Disclamer: Les personnages et l'univers de « Katekyo Hitman Reborn ! » appartiennent à Akira Amano. Tous les droits leur sont réservés.

Information : Ceci sera un ensemble de texte légèrement post-canon parmi les jeunes Vongola pour le calendrier de l'Avent. Je fais une légère dédicace à ma soulmate qui aime beaucoup ce couple.


Mot du jour : Ulcère

Takeshi prit une profonde respiration, en quête des bons mots. Les souvenirs de l'année dernière lui revenaient au visage et retournaient ses tripes. Il aurait donné tout l'or du monde pour oublier ce passage de sa vie. Pourtant, il ne pouvait plus faire machine arrière.

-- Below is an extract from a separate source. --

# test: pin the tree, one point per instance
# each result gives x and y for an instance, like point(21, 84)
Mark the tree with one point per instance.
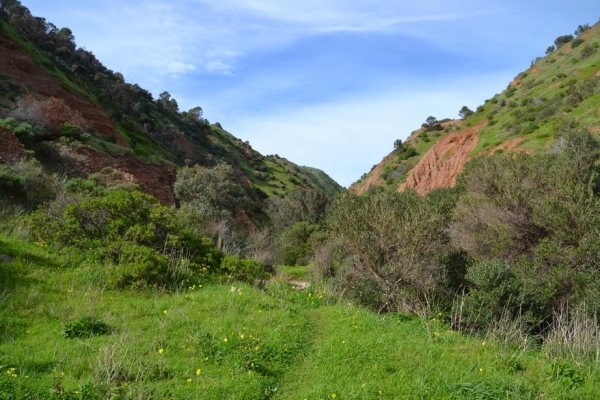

— Te souvins-tu de la raison de notre séparation ? Je devais rencontrer d'autres sabreurs de haut niveau, lui rappela Takeshi, paisiblement. La traversée de l'Italie s'était bien déroulée jusqu'à Reggio. Malheureusement, le groupe qui m'accompagnait avait été attaqué. Nous nous sommes battus. Or, on avait finalement été vaincu.

À la suite de ses mots, un rictus douloureux s'emparait de lui. Il se mit à trembler en sentant la peur s'immisçait. Pourtant, Hayato le laissa faire, les yeux écarquillés par ses propres conclusions.

— J'ai été le seul à avoir survécu. C'était le but de nos agresseurs. Quand ils ont vu le nom des Vongola sur mon collier de la pluie, ils ont tout de suite pensé que j'étais le plus haut gradé. J'ai été torturé pendant des heures et des jours et ils me questionnait toujours les mêmes sujets.

Hayato se mordit les lèvres de rage, en entant ses mots.

Takeshi continua, la tête baissée.

— Au début, j'avais les idées claires, mais à force, je ne savais plus ce que je faisais là. Il ne cessait de me poser des questions dont je ne connaissais pas la réponse et ceux dont je le savais. Cependant, mes lèvres sont restées muettes jusqu'au bout.

— Comment…

— Je t'avoue que j'ai subi beaucoup de choses, je ne préfère pas y penser. Cependant, je me suis souvenu de tous ces jours heureux, de ton visage, et c'est ce qui m'a poussé à tenir, coupa Takeshi, avant de lever la tête vers lui. Je voulais absolument revenir auprès de notre trio, te taquiner. Je m'étais mis à imaginer toute une vie, loin de mes geôliers. Je ne ressentais plus ni la douleur ni la torture. Je me sentais apaisé.

En tendant ses mots, Hayato ferma les yeux, blessé. Pourtant, les lèvres doucereuses de Takeshi réprimèrent ses larmes.

— Je crois que je suis tombé amoureux de toi durant ce doux rêve. Tu ne cessais de t'énerver, de m'encourager. Tu me soutenais, murmura tendrement Takeshi. Puis, quand la Varia me retrouva, tu m'as souhaité de me rétablir, ajouta Takeshi en l'embrassant.

Hayato entoura Takeshi de ses bras, guidé par son amant. Une douce douleur lui rappela son état et il se mit à gémir. Takeshi se doutait des tourments de son amour. Il avait été blessé sévèrement, ses affreux ulcères avaient été guéris grâce aux soins de Luxuria.

Le japonais mordilla le cou d'Hayato avec amour, avant de lui dire :

— La Varia m'a caché dans leur manoir. Ils se sont occupés de moi. Tsunayoshi avait été mis au courant, et seulement lui. Je ne voulais pas que toi et les autres s'inquiètent inutilement. Mais, surtout, je n'étais plus moi-même. Une seule chose me hantait à ma libération, je voulais tuer tous ceux qui m'avaient brisé.

— Tais-toi ! Je ne veux pas en savoir plus, ordonna sèchement Hayato. Tais-toi et embrasse-moi, ajouta-t-il aussitôt.

Takeshi faillit pleurer, en voyant les larmes de son amant. Dans ses iris émeraude, il comprenait ses tourments. Il n'avait pas besoin de connaître tous ces péchés à la suite de cette histoire, et le dire aurait provoqué la rupture de la volonté de leur chef.